The minimum non-zero count of observational units (typically individuals) in a subset. Typically defaulted to 3.

nfilter.glm

The maximum number of parameters in a regression model as a proportion of the sample size in a study. If a study has 1000 observational units (typically individuals) being used in a particular analysis then if nfilter.glm is set to 0.33 (its default value) the maximum allowable number of parameters in a model fitted to those data will be 330. This disclosure filter protects against fitting overly saturated models which can be disclosive.

nfilter.string

The maximum length of a string argument if that argument is to be subject to testing of its length. Default value = 80. The aim of this nfilter is to make it difficult for hackers to find a way to embed malicious code in a valid string argument that is actively interpreted.

nfilter.stringShort

Same as above but set to 20 characters

nfilter.kNN

The minimum value allowed for k on the k-nearest neighbours method which is used mainly for some of the graphical functions. Default value = 3.

nfilter.levels

The maximum number of the unique levels of a categorical variable that are allowed to be returned to the client.
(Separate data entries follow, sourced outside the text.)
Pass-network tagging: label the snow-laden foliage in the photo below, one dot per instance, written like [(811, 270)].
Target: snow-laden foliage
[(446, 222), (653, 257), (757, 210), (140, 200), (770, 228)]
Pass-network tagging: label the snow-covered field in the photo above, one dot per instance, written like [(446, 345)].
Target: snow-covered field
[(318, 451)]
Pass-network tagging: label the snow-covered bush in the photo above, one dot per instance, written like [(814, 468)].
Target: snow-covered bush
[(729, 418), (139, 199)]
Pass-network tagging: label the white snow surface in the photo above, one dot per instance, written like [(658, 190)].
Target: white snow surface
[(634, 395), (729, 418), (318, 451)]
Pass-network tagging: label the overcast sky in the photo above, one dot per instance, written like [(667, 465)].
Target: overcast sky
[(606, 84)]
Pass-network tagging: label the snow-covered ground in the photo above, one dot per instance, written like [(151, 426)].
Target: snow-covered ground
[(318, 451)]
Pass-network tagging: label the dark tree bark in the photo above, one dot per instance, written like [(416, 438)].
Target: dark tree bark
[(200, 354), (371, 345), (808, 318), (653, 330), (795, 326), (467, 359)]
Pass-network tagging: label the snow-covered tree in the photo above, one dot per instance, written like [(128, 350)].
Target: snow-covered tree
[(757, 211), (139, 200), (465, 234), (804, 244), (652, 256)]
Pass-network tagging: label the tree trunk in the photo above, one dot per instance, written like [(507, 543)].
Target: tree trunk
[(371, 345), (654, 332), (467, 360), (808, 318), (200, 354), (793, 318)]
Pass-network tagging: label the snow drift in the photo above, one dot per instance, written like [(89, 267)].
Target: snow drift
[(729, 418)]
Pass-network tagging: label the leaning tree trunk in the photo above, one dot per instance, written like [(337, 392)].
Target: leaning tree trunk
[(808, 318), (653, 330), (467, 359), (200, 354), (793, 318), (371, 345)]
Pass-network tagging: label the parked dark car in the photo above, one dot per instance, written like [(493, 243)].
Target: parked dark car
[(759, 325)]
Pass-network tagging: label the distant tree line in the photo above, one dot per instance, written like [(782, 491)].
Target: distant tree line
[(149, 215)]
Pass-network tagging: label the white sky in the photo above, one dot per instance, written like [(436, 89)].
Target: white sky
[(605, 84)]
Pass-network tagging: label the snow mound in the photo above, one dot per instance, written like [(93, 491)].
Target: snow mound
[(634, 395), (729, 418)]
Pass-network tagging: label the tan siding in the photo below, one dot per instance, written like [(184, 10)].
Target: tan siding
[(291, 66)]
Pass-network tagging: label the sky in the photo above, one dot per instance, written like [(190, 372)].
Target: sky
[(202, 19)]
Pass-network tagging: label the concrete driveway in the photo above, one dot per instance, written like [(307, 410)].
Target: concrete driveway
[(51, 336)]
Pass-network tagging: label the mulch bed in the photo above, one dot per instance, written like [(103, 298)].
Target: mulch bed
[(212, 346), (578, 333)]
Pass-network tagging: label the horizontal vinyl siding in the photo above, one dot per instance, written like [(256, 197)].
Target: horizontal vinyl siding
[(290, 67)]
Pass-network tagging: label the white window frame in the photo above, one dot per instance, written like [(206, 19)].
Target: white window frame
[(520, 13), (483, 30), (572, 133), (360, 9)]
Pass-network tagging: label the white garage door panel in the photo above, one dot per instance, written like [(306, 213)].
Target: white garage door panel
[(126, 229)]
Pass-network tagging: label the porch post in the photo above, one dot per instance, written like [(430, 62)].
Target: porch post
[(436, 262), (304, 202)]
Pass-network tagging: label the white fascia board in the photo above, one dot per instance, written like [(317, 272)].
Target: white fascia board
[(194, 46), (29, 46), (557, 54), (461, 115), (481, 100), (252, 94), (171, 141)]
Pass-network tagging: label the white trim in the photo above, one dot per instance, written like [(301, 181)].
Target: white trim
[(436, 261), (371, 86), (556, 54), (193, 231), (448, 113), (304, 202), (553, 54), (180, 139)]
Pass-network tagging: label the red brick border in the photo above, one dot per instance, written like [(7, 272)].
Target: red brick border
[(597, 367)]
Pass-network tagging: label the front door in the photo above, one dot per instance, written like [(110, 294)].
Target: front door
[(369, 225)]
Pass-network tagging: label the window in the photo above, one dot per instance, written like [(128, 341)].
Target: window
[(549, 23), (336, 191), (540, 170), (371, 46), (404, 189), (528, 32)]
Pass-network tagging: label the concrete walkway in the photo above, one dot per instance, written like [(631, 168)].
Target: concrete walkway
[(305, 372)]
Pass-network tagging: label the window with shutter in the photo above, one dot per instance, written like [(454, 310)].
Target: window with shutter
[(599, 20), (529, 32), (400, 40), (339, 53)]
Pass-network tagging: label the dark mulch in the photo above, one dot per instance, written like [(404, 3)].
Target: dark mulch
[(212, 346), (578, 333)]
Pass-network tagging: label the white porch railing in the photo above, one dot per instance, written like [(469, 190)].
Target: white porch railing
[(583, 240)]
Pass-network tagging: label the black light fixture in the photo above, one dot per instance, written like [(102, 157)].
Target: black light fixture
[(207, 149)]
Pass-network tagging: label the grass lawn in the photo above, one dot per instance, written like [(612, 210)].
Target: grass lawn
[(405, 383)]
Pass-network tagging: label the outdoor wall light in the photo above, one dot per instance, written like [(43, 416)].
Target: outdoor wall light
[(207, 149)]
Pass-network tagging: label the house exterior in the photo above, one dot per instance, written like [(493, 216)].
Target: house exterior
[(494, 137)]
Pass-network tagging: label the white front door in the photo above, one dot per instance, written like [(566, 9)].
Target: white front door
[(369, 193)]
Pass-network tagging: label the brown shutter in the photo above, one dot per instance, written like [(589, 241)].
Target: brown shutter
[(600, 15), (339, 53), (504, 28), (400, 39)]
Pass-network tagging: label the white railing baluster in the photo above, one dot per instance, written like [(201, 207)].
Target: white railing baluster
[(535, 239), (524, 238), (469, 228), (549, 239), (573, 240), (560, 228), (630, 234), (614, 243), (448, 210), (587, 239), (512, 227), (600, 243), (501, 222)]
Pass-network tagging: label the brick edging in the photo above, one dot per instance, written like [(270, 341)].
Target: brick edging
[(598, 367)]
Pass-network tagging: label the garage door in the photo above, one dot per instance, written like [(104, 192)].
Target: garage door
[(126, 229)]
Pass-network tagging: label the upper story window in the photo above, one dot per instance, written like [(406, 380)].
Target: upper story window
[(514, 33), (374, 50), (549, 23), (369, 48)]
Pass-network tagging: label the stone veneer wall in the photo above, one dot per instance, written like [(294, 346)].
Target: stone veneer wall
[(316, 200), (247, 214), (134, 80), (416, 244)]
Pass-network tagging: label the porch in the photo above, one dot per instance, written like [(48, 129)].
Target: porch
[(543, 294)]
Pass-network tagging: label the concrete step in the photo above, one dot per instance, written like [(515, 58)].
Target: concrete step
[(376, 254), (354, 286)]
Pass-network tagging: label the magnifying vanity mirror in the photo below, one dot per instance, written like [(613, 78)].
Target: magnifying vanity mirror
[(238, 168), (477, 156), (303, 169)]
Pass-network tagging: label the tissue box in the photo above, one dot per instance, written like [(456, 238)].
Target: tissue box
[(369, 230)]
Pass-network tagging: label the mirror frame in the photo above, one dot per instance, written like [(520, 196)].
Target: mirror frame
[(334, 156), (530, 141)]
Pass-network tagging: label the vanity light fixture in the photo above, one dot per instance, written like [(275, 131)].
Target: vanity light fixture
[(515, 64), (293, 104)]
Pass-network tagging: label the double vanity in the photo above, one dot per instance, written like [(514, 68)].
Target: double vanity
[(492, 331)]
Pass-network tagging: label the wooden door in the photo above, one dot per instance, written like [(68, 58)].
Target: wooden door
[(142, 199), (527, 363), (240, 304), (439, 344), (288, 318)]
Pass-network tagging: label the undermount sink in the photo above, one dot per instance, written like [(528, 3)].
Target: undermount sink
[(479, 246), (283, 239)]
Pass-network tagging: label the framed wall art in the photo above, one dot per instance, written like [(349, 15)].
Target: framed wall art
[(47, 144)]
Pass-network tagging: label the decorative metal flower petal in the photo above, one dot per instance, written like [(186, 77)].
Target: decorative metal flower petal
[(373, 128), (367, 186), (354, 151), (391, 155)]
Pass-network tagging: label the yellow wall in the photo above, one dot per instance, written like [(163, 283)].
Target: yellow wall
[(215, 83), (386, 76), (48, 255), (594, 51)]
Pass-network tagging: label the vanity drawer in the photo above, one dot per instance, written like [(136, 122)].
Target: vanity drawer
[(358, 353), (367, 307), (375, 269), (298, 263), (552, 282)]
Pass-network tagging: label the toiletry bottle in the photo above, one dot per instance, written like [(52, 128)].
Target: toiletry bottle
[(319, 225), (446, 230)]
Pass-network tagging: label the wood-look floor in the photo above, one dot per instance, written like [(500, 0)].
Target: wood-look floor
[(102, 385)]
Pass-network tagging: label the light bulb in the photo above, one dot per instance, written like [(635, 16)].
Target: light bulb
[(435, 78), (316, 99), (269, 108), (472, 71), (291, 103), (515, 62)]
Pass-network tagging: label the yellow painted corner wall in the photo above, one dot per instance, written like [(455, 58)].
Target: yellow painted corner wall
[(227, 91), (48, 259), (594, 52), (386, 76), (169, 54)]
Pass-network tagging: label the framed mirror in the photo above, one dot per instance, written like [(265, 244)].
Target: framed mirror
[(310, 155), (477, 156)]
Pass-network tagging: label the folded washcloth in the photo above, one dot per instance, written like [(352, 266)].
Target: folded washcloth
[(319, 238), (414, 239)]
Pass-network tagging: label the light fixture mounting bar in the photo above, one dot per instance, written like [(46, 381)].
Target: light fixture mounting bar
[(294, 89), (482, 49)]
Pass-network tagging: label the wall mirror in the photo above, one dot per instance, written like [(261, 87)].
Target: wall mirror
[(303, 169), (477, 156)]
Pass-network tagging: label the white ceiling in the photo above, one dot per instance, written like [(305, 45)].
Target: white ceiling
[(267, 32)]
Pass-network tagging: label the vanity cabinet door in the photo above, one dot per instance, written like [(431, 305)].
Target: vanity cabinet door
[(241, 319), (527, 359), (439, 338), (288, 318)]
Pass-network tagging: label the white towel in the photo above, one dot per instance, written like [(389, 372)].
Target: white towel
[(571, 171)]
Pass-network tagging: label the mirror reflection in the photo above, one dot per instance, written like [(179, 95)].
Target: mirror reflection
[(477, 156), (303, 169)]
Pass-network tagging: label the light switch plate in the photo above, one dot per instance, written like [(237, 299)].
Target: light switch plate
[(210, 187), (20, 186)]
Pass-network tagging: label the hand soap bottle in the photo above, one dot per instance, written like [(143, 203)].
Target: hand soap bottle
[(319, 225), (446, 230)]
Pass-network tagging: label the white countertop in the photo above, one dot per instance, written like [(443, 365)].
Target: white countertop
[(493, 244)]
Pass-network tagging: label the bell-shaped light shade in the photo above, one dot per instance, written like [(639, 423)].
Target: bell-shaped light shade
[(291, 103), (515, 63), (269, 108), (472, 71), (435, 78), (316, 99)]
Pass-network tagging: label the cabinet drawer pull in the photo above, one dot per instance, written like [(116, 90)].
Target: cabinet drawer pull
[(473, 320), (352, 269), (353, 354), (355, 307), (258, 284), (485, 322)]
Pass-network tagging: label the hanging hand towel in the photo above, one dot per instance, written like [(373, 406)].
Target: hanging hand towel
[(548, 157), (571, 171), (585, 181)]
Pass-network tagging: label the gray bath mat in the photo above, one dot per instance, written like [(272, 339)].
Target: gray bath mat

If nfilter.levels is set to 0.33 (its default value), and if a categorical variable (i.e. factor) has X distinct categories then if X is greater than the 33% of the variable's length then the categories (i.e. levels) are not returned to the client. This disclosure filter protects against the disclosure of all the unique values in a numerical variable when it is converted to a factor variable. 

nfilter.noise

The minimum level of noise that can be added to a server-side vector. The "noisy" vector can then be returned to the client. This value specifies the variance of the added noise. If nfilter.noise is set to 0.25 (its default value) then noise following a distribution (usually Gaussian) with zero mean and variance equal to the 25% of the true variance of the vector of interest is added to each individual value of that vector.

datashield.privacyLevel

This is the old filter that is used in DataSHIELD v4. This will be replaced by the previous eight filters when we will merge the existing and the BetaTest functions in one main package.